47. – Elle priait de bon cœur sainte Pompée de Langoat que les enfants fussent retrouvés et la vérité (de son innocence) reconnue.

48. – Et à son mari elle a dit, quand elle sortit de la maison : – « Mon pauvre mari, si vous m’aimez, promettez encore mon habit de noces.

49. – « Promettez encore mon habit de noces, et l’on saura de leurs nouvelles, car le Créateur du monde sait que ce n’est pas moi qui les ai tués. »

50. – Quand le mari l’a entendue il est rentré dans la maison, et dans l’armoire il a pris l’habit en disant :

51. – « Sainte Pompée bénie, faites encore un miracle en ma faveur ; le plus beau vêtement de ma maison, Pompée, ira dans la vôtre.

52. – « De plus, vous aurez un cordon de cire, qui fera le tour de vos terres, le tour de votre cimetière et de votre maison (église) et qui viendra s’allumer à votre autel.

51. – « Puis je donnerai une bannière blanche, sept cloches d’argent sur le même rang, quatre rubans et bleus et blancs, et un pied de genêt pour la porter. »

54. – Il n’avait pas fini de parler que les voix des enfants furent entendues : « – Mère chérie, jetez le seau dans l’eau afin que nous puissions vous secourir. »

55. – Trois jours et trois nuits ils ont été tous deux perdus au rond du puits ; ils y sont restés pleins de vie : quel prodige dans le pays !

56. – Sur le bord du puits, quand ils sont parvenus, le plus âgé a dit : « – En voulant saisir (sauver) mon petit frère, je suis tombé dans le puits avec lui. »
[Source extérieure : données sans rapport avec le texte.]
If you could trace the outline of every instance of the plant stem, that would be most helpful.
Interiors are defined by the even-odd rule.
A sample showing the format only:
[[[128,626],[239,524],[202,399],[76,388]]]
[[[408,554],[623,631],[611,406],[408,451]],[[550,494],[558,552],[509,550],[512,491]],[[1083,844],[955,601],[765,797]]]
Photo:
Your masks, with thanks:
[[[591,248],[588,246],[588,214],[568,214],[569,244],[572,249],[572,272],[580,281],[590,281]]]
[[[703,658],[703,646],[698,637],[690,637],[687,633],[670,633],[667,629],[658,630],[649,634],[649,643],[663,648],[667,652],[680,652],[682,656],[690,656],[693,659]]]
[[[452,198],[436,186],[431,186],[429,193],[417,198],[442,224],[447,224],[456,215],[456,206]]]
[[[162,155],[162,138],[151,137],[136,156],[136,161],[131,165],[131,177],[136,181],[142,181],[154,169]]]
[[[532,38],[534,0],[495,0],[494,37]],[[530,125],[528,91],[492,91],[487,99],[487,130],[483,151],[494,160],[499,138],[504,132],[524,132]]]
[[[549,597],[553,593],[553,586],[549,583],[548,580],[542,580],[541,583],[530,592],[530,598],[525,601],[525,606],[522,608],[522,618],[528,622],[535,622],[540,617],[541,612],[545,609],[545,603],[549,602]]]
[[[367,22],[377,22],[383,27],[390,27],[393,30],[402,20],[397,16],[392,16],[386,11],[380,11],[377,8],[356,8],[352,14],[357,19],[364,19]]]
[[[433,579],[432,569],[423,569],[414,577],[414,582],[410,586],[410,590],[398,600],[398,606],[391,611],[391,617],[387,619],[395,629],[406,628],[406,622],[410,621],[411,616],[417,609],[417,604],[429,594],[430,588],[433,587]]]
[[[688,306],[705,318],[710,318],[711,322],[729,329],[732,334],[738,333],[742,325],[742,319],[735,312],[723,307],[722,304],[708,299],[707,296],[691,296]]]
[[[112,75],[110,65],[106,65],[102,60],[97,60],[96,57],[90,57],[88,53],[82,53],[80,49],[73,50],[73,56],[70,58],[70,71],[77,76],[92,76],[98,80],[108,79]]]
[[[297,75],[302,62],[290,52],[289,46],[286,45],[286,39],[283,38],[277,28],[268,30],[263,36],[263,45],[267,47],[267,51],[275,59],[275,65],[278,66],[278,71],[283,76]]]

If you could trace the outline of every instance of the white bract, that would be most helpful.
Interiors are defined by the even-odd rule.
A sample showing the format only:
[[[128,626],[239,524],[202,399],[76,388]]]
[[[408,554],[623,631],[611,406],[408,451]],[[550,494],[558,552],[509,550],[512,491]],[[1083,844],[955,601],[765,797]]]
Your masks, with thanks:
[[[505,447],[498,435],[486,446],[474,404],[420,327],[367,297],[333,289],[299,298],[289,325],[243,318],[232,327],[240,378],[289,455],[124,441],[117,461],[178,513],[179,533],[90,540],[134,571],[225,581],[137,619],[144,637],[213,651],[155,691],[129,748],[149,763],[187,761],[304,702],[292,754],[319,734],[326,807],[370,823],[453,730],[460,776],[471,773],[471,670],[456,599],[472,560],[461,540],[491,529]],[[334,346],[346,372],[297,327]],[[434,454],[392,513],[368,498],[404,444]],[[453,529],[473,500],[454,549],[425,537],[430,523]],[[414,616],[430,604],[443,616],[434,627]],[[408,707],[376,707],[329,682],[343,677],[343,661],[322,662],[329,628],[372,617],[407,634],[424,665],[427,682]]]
57. – Bien dur serait le cœur qui ne pleurerait s’il se trouvait dans le cimetière de Langoat, voyant l’herbe et la pierre des tombes arrosées par les larmes de cette femme.

58. – Elle versait des larmes jour et nuit, et rendait grâce à Pompée : elle lui avait conservé la vie aussi bien que celle de ses enfants.

59. – Si dom Jean Léon avait vécu, lui qui était autrefois recteur de Langoat, celui-là eût dit combien Pompée était honorée.

60. – Il y aurait eu (à l’église de Langoat) des seuils de fer que les pieds les auraient usés, les pèlerins de tous pays apportant à Langoat leur prière.

61. – Gens de tout pays et de tout âge, accourez au pardon de Langoat ! Sainte Pompée, demandez pour nous tous la gloire de la Trinité !

 

                 Ainsi soit-il !

 

Recueilli et traduit par M. l’abbé LEPON.

 

 

 

Paru dans la Revue de Bretagne et de Vendée en 1888.

 

 

 

 

 

 



1Strophes, 7, 8, 9, 21.

2La fête de sainte Pompée est marquée le 26 juillet dans les anciens calendriers, mais nous ne savons quel était exactement le jour de la procession.

3Cette statue est en pierre blanche, mais tout le sarcophage est en granit.

4Voir la description de ce tombeau donnée par M. l’abbé Urvoy dans le recueil intitulé Bibliothèque Bretonne (p. 107-108), publié à Saint-Brieuc en 1851, chez Le Maout.

5Tous ces détails m’ont été fournis par un témoin oculaire.

6Lutin ? esprit ? Ou bien peut-être faut-il dire : ’n eunn tuik, dans un petit coin ?

7C’est le nom qu’on donne encore à cette chapelle.

8Il y a chapel – (chapelle) – dans deux versions ; la rime est si disparate, que mouster semble s’imposer. J’ai trouvé des cas analogues et je ne me prononce pas.